Nick & Norah’s Infinite Playlist (PG-13) ***½
The problem with most movie romances — the thing that makes so many of them tough to sit through — is that you’re usually just waiting for the couple to get on with it and realize they’re made for each other, so you can go home and continue about your business.
Nick and Norah’s Infinite Playlist, director Peter Sollett’s follow-up to his debut Raising Victor Vargas, is, on the surface, another one of those movies. You have Nick (Michael Cera), the sole straight member of a gay punk-rock band, and you have Norah (Kat Dennings), the sole Jewish girl in a Catholic high school. They are kindred spirits — outcasts even within the carefully constructed universes adolescents build for themselves.

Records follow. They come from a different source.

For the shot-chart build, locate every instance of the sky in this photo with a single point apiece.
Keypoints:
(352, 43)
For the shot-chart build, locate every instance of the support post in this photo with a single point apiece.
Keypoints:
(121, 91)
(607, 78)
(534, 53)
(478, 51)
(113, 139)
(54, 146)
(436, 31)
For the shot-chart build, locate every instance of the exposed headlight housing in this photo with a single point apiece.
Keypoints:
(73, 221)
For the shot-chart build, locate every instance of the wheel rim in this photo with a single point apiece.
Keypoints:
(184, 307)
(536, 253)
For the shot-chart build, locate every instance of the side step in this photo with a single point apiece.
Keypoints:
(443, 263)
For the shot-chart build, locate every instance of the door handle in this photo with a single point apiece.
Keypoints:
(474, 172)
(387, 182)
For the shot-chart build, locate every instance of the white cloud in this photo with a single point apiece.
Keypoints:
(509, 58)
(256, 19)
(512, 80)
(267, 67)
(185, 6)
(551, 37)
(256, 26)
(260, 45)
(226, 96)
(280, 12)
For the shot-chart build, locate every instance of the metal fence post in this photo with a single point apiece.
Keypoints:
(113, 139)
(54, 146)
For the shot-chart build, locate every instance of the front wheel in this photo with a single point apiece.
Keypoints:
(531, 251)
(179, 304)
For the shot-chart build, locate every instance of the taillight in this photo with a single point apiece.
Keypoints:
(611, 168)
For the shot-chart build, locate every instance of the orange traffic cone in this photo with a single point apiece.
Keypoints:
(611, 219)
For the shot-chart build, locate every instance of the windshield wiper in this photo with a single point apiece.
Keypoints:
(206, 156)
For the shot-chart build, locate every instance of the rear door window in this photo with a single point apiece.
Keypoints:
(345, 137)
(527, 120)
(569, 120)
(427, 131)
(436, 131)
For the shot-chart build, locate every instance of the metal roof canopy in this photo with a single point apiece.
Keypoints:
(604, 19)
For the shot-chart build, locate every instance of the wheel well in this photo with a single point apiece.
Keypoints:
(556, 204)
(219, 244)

Even if the film’s title hadn’t already keyed you in on it, you’d know Nick and Norah are destined to fall in love before the night in Infinite Playlist is over. The multitude of obstacles that stand in their way — Nick’s lingering crush on his manipulative ex-girlfriend Tris (Alexis Dziena), or Norah’s best friend Caroline (Ari Graynor), who has gotten disastrously drunk and wandered off into big, bad New York City — will be overcome before the sun rises.

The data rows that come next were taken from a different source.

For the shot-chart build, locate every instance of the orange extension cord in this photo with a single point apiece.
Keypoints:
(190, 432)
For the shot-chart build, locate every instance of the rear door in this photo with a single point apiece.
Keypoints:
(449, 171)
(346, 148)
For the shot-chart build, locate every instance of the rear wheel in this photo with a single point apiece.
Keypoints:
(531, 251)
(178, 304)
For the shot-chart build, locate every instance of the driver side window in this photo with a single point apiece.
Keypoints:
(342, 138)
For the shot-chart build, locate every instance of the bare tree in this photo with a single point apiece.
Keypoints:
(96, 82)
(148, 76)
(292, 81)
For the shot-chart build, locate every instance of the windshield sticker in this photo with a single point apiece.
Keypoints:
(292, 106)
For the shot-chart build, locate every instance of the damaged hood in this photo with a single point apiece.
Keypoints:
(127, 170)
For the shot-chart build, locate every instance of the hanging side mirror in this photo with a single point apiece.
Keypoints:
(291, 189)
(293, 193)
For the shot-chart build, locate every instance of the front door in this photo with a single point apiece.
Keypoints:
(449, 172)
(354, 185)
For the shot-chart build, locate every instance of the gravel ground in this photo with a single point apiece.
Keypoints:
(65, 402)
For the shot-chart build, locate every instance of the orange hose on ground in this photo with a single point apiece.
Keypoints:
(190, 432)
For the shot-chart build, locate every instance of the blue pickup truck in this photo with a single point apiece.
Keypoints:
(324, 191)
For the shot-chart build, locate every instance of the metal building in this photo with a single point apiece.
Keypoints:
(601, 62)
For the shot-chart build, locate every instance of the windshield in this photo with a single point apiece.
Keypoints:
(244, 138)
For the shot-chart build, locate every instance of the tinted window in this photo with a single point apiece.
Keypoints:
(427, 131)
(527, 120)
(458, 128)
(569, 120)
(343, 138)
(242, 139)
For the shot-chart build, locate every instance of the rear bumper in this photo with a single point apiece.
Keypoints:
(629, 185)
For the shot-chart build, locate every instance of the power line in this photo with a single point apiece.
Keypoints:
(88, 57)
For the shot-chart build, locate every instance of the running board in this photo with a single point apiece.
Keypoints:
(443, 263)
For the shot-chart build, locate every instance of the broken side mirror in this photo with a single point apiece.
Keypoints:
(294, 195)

The plot centers on Nick and Norah’s quixotic quest to find out where their favorite band, the underground group Where’s Fluffy, is performing a secret gig. But it’s merely a means for the two teens to discover each other. Nick and Norah’s Infinite Playlist, which was adapted from the beloved young adult novel by first-time screenwriter Lorene Scafaria, has the comic sensibility and warmth of character of vintage John Hughes films.
But much like he did in Victor Vargas, director Sollett adds a humanistic layer of insight and wisdom to the story that transcends teen-pic formulas. There are countless little moments in Nick and Norah’s Infinite Playlist — Nick using his Yugo’s windshield wipers to clear away a lipstick smear, the silent look between two girls that expresses the end of their friendship and the beginning of a rivalry — that resonate with heartache and exhilaration. The movie is filled with wonderful music, memorable characters and rich, quotable dialogue (”I refuse to be the goody bag at your pity party.”) But what makes the picture really soar is the way it reminds you what it feels like to fall in love — and the endless, countless possibilities a new romance brings.
Cast: Michael Cera, Kat Dennings, Aaron Yoo, Rafi Gavron, Ari Graynor, Alexis Dziena, Zachary Booth, Jay Baruchel
Director: Peter Sollett
Screenwriter: Lorene Scafaria. Based on the novel by Rachel Cohn and David Levithan.
A Columbia Pictures release. Running time: 90 minutes. Vulgar language, sexual situations, adult themes. Playing at area theaters.